Allá, traspasada mi ventana, los pajarillos, acaso gorriones, reservan sus alas empapadas de la intemperie (aunque difícilmente lo consigan), y cruzan el cielo otras aves más audaces, en pos de las marismas.

Alguien sale desde su casa a la escalera, dando un portazo, y baja a saltos, de dos en dos, los escalones, rasgando así la momentánea serenidad que me mecía.
 ©Trini Reina/Marzo 2010

17 de mayo de 2018

Hoy...


Hoy quise dedicarte un último poema, y mis dedos, inermes, no atinan a esgrimir la pluma; mientras el alma naufraga en el tintero.

Hoy quise escribirte un último soneto. Poner  colofón a esta historia  infructuosa con unos versos supremos; mas el silencio en la garganta se ha instaurado, y la voz se quiebra antes de emanar.

Hoy quise liberarme de ti con un poema. Una postrera estrofa, la rima final, la despedida… Mas las rebeldes letras, como adolescentes enamoradas, se niegan  a fluir.

Hoy pretendí dedicarte un adiós hecho poesía, y lo único que brota de mi mente son palabras de amor. Bienvenidas envueltas en versos.  Parabienes con rimas azucarados.
Hoy quería irme de ti... y como siempre me he quedado…
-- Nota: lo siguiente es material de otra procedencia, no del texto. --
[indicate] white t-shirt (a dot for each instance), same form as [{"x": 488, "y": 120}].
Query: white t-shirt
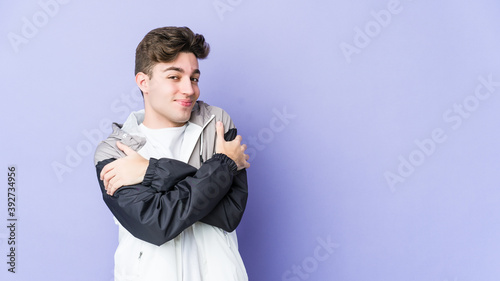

©Trini Reina/ 26 de abril de 2005
Obra de Pierre Bonnard 

13 de mayo de 2018

Cumbre y tránsito


Desde la crudeza
del nacer
al cansancio de los años.

Desde la luz
del valor
al polvo del fracaso.

Desde lo etéreo
de la alegría
al dolor inveterado

Desde el vaivén
de la fortuna
al viento palmario.

Así es la vida…
desde la cumbre al tránsito.
©Trini Reina/25 de enero 2012

7 de mayo de 2018

La noche...


 La noche se desata
con bruno esplendor…

Mi alma no frecuenta sus estrellas,
ni el corazón palpita
ante el amarillo influjo de la luna,
aunque, en ocasiones,
le tiente perseverante su hermosura.

La noche se desata
con bruno esplendor…

Mis pasos se demoran
en las calles noctámbulas.
Y el espíritu, afligido,
galantea con la negrura
en un diálogo silencioso.

Hoy, disidente, te beso,
Te beso a pesar del celaje que me ciñe.
Mi ser empatiza con el tuyo
y sigo el gélido marchar de tus horas.
La brisa sonámbula te recorre
y al unísono la respiramos.

Porque hoy tú, noche,
has conseguido…
penetrarme hasta los huesos.

 ©Trini Reina/2008

4 de mayo de 2018

La vida a plazos...

Que sí, que puede que el ascensor se desplome y quede tu cuerpo como el país de un abanico. Que nunca se está a salvo de que algún desdichado, fardando de lata, pise de improviso el acelerador, o que una esquina antes haya burlado un control  de alcoholemia de improbable superación; o que una ventisca espontánea derribe un tiesto siete plantas más arriba y te corone de flores la testa y el sepelio.
Que sí, que no se está libre de que te desvalijen la cartera y la vida, ni de que un infarto decida, después de tanta batalla, de golpe fulminarte.
Pero hoy es imposible controlar esa pelea de gallos en la barriga,
ni borrar con maquillaje el amarillo sin sol del semblante, ni obviar el miedo, que se arrellana a sus anchas en el palco de las pupilas.

Y de golpe, el silencio, la quietud reconquistando los órganos, el inexplicable júbilo de los enfermos cuando le prolongan los plazos.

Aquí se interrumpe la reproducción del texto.